Day Page 6
They’d brought in national service the day before, which had put Alfred’s father in a mood. Not for himself: he was too old for anyone to want him: but he’d worked out they’d be after Alfred soon.
Alfred had been put in a mood, also, because of being fifteen and just those few months, only six, which meant he’d have too long to wait. But as soon as he could he’d volunteer. He’d decided. So he wouldn’t have to walk about in fish guts till he died, wouldn’t have to listen while his father made that same sodding joke every day: a blind man walks past the fish shop – ‘Morning, ladies.’ Alfred would go and he’d pick his service, that was how it worked, he hoped. Up in the clean air, up free with the blue, that’s what he wanted. At least it would be, if they’d have him. So he’d exercise more to please them and strengthen himself and then he’d volunteer. Of course he’d fucking volunteer.
Ma, she’d heard the announcement and stopped eating.
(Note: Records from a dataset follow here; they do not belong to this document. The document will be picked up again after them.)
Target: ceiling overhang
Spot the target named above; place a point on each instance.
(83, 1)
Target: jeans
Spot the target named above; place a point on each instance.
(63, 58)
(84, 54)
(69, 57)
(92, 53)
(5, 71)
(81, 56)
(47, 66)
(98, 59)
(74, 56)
Alfred had been so busy in his head that he hadn’t paid her proper attention and she must have sat perfectly still for a long while before he noticed and was jolted, damaged somewhere by the way she raised her eyes to him.
She was normally very sensible about crying and didn’t do it. Today, though, she’d made a mistake and so they both started seeing what they were together – truly seeing, because they couldn’t help themselves, and so they had to know what they meant for each other and how it would be when he’d go. They were harmed by it, by too much feeling. He might as well have been leaving that afternoon.
And he hated that they were trapped inside this, had to rush through the way they would be months in their future, for fear of his father, the thing still asleep above their heads. Later his mother might not find the chance, might not be allowed, so she had to weep in the kitchen when nothing was different yet. Without ever intending, they were making their one goodbye.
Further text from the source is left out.